💼 Moscú ofrece petróleo, minerales y cooperación nuclear a Washington. El posible pacto cambia el tablero global. ¿Se convierte Rusia en proveedor de EE.UU.? ⚡🌎
El Kremlin explora un acuerdo económico estratégico con Washington antes de las negociaciones sobre Ucrania. La movida reabre una pregunta incómoda: ¿está Rusia camino a convertirse en exportador de materias primas para Estados Unidos?
El portavoz del Kremlin, Dmitri Peskov, confirmó que Kirill Dmitriev se reunirá en Ginebra con el enviado de Donald Trump, Stephen Wittkoff. Dmitriev no integra la delegación oficial sobre Ucrania. Sin embargo, su agenda apunta a un “gran acuerdo económico”.
Según Nezavisimaya Gazeta, el Kremlin presentó en enero un paquete de siete propuestas a Washington. El documento incluye cooperación en aviación civil, energía, minería estratégica y tecnología nuclear.
Medios rusos aseguran que Moscú propone modernizar la aviación civil con participación estadounidense. También impulsa proyectos conjuntos en producción petrolera y el regreso de empresas de EE.UU. al mercado ruso.
Otro punto clave plantea realizar cálculos bilaterales en dólares. Moscú incluso ofrecería exportar energía en moneda estadounidense. El giro resulta llamativo tras años de discurso contra la hegemonía del dólar.
El paquete suma minería de litio, cobre, níquel y platino en territorio ruso. Además, contempla cooperación en tecnologías nucleares pacíficas e inteligencia artificial.

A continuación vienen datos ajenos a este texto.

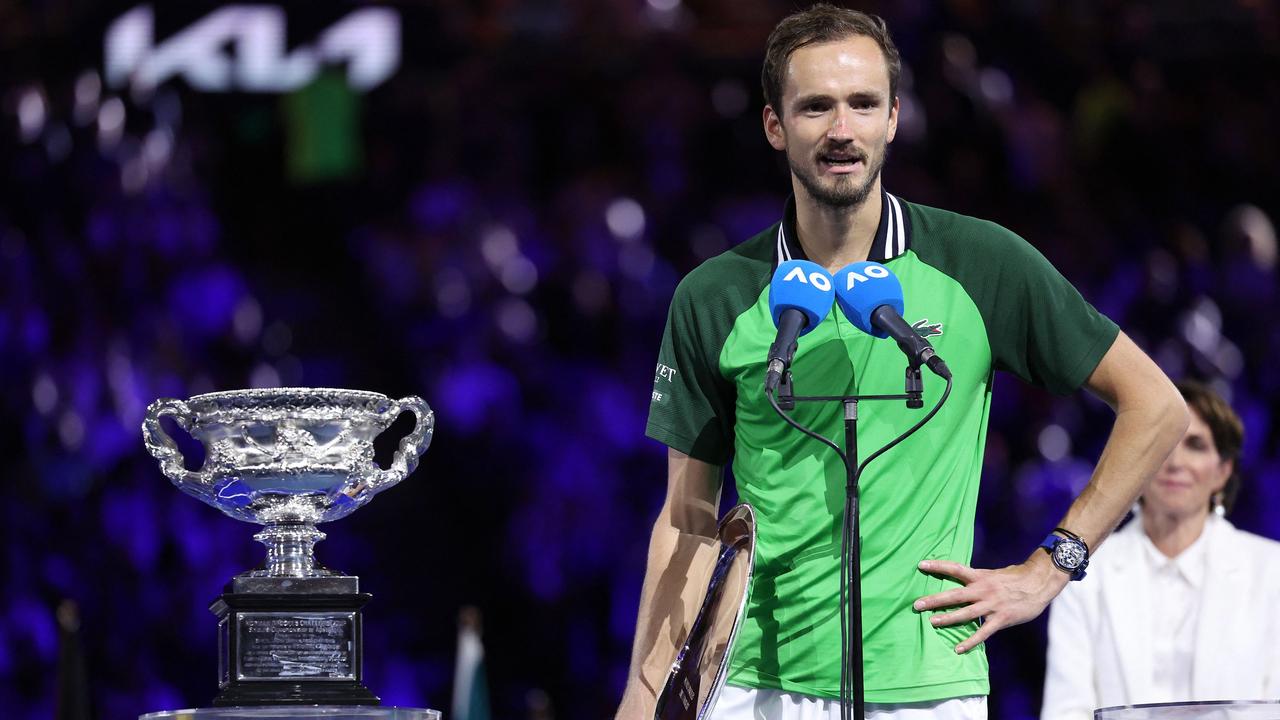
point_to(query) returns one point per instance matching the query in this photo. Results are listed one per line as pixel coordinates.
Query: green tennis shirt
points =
(986, 300)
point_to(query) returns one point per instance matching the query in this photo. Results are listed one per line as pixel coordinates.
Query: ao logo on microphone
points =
(821, 281)
(871, 270)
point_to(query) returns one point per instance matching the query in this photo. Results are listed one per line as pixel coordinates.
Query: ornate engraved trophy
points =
(289, 632)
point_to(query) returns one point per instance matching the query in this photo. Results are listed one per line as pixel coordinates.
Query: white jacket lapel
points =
(1220, 611)
(1127, 598)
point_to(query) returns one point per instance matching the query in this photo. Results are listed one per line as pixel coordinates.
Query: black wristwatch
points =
(1069, 552)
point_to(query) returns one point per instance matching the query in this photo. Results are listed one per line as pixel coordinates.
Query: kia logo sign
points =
(242, 48)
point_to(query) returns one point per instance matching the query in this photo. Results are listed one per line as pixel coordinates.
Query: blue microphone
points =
(871, 296)
(800, 297)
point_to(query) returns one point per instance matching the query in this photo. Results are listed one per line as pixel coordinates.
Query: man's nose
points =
(841, 124)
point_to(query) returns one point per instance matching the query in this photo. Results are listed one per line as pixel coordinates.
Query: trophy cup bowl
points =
(289, 632)
(287, 459)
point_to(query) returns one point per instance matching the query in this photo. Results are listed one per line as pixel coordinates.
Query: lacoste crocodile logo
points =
(924, 328)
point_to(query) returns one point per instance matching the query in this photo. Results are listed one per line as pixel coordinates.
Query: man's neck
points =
(1171, 533)
(835, 237)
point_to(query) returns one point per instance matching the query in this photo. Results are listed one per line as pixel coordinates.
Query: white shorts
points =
(745, 703)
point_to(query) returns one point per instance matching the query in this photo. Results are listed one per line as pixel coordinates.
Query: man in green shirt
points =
(986, 299)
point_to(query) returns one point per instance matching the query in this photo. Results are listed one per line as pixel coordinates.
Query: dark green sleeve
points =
(1041, 328)
(691, 406)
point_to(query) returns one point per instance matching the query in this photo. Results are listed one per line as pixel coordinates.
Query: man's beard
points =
(842, 194)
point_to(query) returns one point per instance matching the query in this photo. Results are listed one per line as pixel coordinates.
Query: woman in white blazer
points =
(1178, 605)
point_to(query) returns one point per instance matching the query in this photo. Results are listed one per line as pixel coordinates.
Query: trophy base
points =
(293, 646)
(242, 695)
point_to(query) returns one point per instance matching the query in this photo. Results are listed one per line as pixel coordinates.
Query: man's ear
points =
(773, 130)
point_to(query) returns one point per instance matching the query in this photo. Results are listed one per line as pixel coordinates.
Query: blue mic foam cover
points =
(863, 287)
(800, 285)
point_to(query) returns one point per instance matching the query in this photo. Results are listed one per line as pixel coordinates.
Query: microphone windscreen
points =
(863, 287)
(800, 285)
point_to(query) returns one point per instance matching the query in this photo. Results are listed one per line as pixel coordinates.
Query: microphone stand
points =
(851, 654)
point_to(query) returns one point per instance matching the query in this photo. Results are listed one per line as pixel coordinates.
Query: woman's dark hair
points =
(1224, 425)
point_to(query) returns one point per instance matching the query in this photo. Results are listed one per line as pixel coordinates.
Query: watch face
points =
(1069, 555)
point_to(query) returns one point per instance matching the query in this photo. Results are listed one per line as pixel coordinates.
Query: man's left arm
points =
(1151, 418)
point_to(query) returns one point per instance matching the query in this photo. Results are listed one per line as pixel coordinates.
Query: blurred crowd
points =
(498, 228)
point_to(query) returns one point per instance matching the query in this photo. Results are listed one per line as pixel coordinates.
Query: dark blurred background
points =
(489, 205)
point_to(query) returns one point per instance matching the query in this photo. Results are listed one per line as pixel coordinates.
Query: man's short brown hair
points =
(822, 23)
(1224, 425)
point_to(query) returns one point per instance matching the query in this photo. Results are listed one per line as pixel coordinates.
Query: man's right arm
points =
(682, 546)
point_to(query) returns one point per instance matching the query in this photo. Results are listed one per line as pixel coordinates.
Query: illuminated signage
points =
(242, 48)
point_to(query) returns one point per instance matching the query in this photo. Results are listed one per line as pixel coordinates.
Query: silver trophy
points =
(289, 632)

El analista Vahram Atanesyan advierte que el plan podría aliviar tensiones globales. Sin embargo, plantea un riesgo mayor. “En general se trata de una derrota estratégica”, sostiene. A su juicio, Rusia podría “convertirse en un apéndice de materias primas de los EE.UU.”.
Si Vladímir Putin logra objetivos en Ucrania a cambio de concesiones económicas, Moscú asumiría un rol dependiente. La historia recuerda que la Unión Soviética también dependió de tecnología occidental durante décadas.
El posible acercamiento genera impacto en el Cáucaso Meridional. Una distensión entre potencias podría redefinir equilibrios regionales. Pero también alteraría el mapa energético global.
La pregunta queda abierta. ¿Pragmatismo geopolítico o retroceso estratégico? Moscú juega una partida que puede redefinir su lugar en el mundo.